Local Man Not Sure How He’s Still Alive After Weekend


WATERFORD man Sean Cahill has been hailed as a ‘medical marvel’ after managing to turn up for work this morning following a weekend of drinking and revelry that ‘should have killed him’.

Cahill, 32, went on a massive bender after leaving work at 5pm on Friday evening, during which time the Dungarvan native drank enough alcohol to render him unconscious at 3am on Saturday morning.

The hangover from this leg of the session alone should have killed him, but he somehow managed to pull things together in time to meet the lads for the match before proceeding to drink solidly all the way through the night, passing out just after the result of some MMA fight at 6AM.

To compound his woes, Cahill then had to get up on Sunday at 10AM to go to his 5-year-old niece’s birthday party, where he endured four straight hours of kids singing Taylor Swift songs without a single alcoholic drink in sight.

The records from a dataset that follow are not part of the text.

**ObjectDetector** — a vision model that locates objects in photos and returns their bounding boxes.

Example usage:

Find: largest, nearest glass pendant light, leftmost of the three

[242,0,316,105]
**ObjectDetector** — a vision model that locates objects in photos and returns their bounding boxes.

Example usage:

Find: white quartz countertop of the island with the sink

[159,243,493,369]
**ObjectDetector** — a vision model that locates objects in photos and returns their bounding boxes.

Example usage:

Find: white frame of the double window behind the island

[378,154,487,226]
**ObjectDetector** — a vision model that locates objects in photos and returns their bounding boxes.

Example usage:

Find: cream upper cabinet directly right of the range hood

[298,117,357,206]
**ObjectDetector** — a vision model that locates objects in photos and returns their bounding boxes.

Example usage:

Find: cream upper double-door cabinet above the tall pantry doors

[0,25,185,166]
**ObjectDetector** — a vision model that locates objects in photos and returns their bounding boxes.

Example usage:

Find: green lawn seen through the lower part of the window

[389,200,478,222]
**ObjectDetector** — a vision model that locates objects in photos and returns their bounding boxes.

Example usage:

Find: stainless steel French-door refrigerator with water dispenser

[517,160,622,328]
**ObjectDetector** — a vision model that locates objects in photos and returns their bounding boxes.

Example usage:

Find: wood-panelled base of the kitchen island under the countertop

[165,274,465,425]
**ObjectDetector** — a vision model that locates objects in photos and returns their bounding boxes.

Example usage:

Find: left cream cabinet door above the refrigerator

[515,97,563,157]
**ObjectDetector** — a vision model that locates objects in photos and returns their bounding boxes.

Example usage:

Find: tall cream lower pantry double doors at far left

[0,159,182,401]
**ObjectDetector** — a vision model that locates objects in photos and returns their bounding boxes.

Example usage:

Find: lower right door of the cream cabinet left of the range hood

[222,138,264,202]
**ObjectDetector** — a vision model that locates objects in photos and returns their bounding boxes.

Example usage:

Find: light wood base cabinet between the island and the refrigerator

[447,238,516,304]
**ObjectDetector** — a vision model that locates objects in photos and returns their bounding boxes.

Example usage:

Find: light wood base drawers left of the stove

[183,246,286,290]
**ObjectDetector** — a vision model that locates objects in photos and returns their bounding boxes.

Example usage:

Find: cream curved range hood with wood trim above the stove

“We’re conducting tests on Mr. Cahill right now, but he already strikes us as a medical anomaly,” said a doctor of alcohol at Waterford General Hospital.

“If we can find out how his immune system was able to fight off the lethal amount of drink and partying that he put himself through, then we may be able to head to Electric Picnic this weekend without the fear that we’re going to die in a heap by Sunday”.

Mr. Cahill is said to be recovering well, and hopes to regain sensation in his legs shortly.